En ce qui concerne toute la partie scénario, parce que bien sûr ce jeu est doté de petites surprises de ce côté-là, c’est à chacun son point de vue et à chacun sa façon d’interpréter les choses. Quand certains crieront au génie, d’autres diront que ce jeu nous raconte une histoire quelconque. Nous, avec le recul nous pensons quand même qu’il y a pleins de choses à dire sur cette histoire qui s’avère prenante. Mais de là à dire que c’est du génie, il y a un pas que nous ne franchirons pas.
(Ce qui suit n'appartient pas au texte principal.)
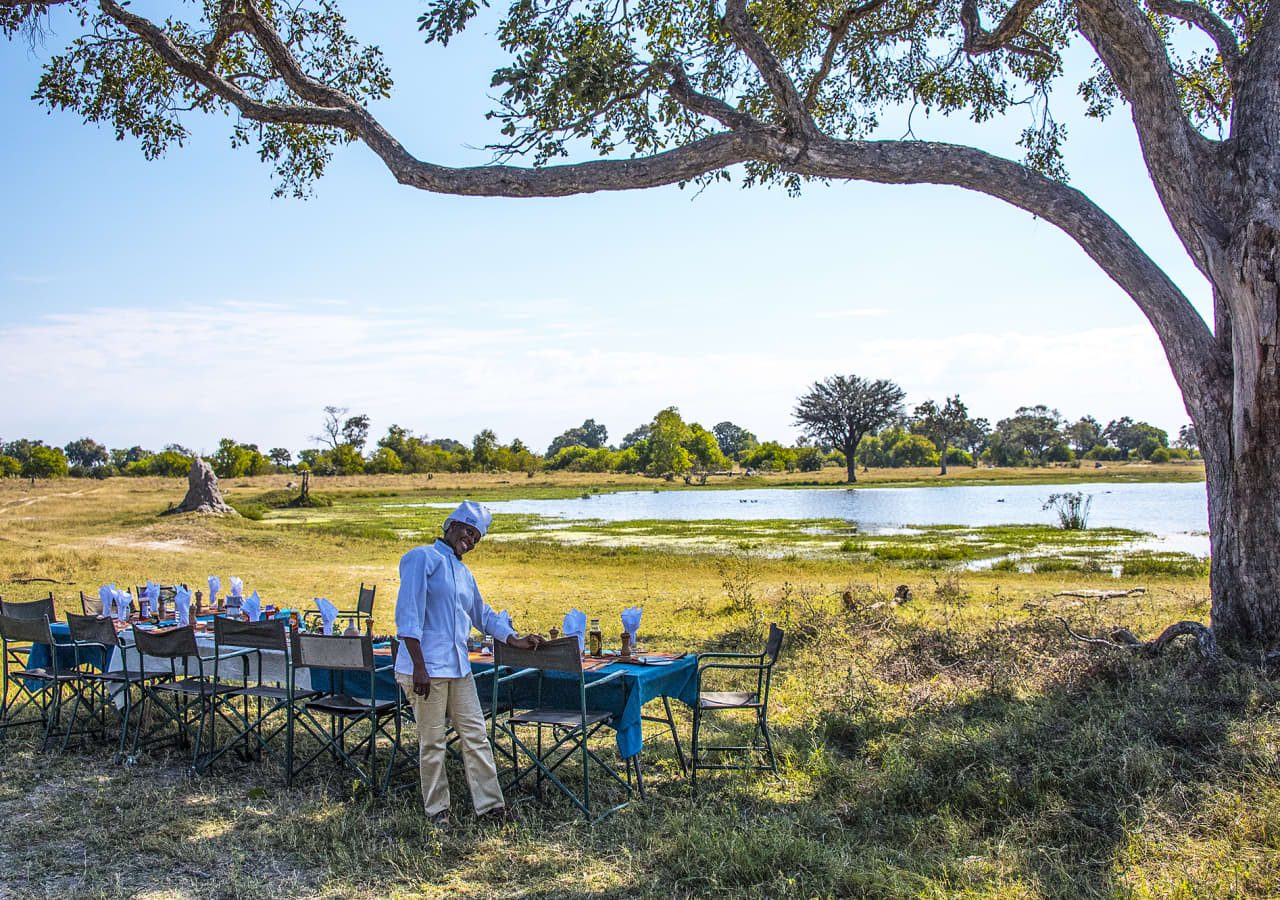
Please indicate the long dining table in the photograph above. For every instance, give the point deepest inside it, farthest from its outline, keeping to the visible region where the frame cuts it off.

Au final, Playdead  nous offre une nouvelle production honnête avec pleins d’atouts dans sa poche. Le premier, et le plus important, est la direction artistique d’extrême qualité. Par rapport à Limbo, il y a un bond. C’est beau, et chaque situation est bien mise en valeur par des plans et des jeux d’ombres réussis. La musique, quant à elle, arrive à se faire discrète pour ajouter une ambiance extrêmement angoissante. Malheureusement le gameplay ne suit pas et malgré les petites heures de jeu (3h), on arrive à s’ennuyer et à trouver le temps long.

Test - Inside
Playdead nous offre un jeu à l'aspect artistique léché, malheureusement, son gameplay ne suit pas.
Gameplay
Graphismes
Sound-design
Ambiance
durée de vie
On aime bien
  • Les jeux d'ombres
  • La bande-son
On aime moins
  • Simulateur de randonnée
  • Trop facile
  • Trop court
3.2L'avis
Note des lecteurs: (0 Vote)
  • Valer

    J’ai trouvé le gameplay au contraire aussi réussi que le reste : il évolue constamment au fil du jeu, avec de nouvelles mécaniques s’ajoutant, et jusqu’au dernier acte absolument phénoménal. Evidemment, le jeu n’est pas orienté difficulté, et il s’agit plutôt de vivre l’expérience de manière fluide, un peu comme les les jeux narratifs s’attachent à dérouler l’histoire plutôt qu’à la hacher en introduisant une difficulté qui casserait le rythme : l’important est de ressentir ce que dit le jeu plus que de s’arracher les cheveux en se demandant comment atteindre tel levier. En l’état, ce choix de gamedesign m’a paru tout à fait convaincant, et cohérent avec l’épure globale. Comme Limbo, l’ensemble s’effectue d’ailleurs ainsi sans tutorial ni indication d’aucune sorte, tout étant parfaitement naturel.
    Il est à noter aussi que le jeu utilise formidablement la 2.5D, en faisant de l’arrière-plan une composante à part entière du jeu, puisqu’on y voit la menace qui nous guette, qui s’approche. C’est particulièrement évident dans la première partie du jeu, où bien que l’on se déplace toujours sur un unique plan 2D, on comprend bien que le jeu se construit au-delà, et se déroule aussi sur un plan auquel le personnage n’a pas accès.

    J’avais quelques (légères) crainte en voyant que Inside reprenait à ce point les caractéristiques de Limbo, mais à mon sens il en est un aboutissement complet et maîtrisé, faisant passer le jeu de 2010 pour un brouillon. C’est dire la réussite 🙂

    • Jofart

      Je suis d’accord avec ce que tu dis. Mais après je reste un vieux aigri quand je joue au jeu-vidéo en général. Je note plutôt sévère. Mais Inside m’a beaucoup plus par rapport à ce qu’il raconte et par rapport à l’ambiance, l’image etc… Après comme je l’ai dit cet aspect trop facile, n’est pas forcement dérangeant. Limbo n’était pas difficile non plus. Mais on faisait plus de chose. Par exemple dans Inside, le premier quart d’heure se résume vraiment à aller tout droit et… aller se cacher derrière une caisse avec le bon timing. Sur les 2h30 à 3h de jeu, c’est un peu abusé cette introduction.

      D’ailleurs, j’ai refait Limbo juste après avoir fini Inside. Et yes, face à Inside, Limbo est décevant. Inside est beaucoup plus abouti, dans l’aspect visuel, technique et dans la narration mais dans Limbo je n’ai pas ressenti cette sensation de non jeu. Je trouve, malgré toutes ces qualités, Inside ennuyant, même si comme tu le dis il se renouvelle beaucoup (et heureusement). Dans les environnements comme dans la façon de jouer. Après je reste déçu et j’en attendais encore plus du jeu. Peut-être trop.

      Pour le coup je me suis senti voler un peu en finissant le jeu alors que pour Journey, Abzu (moins bon qu’Inside) non.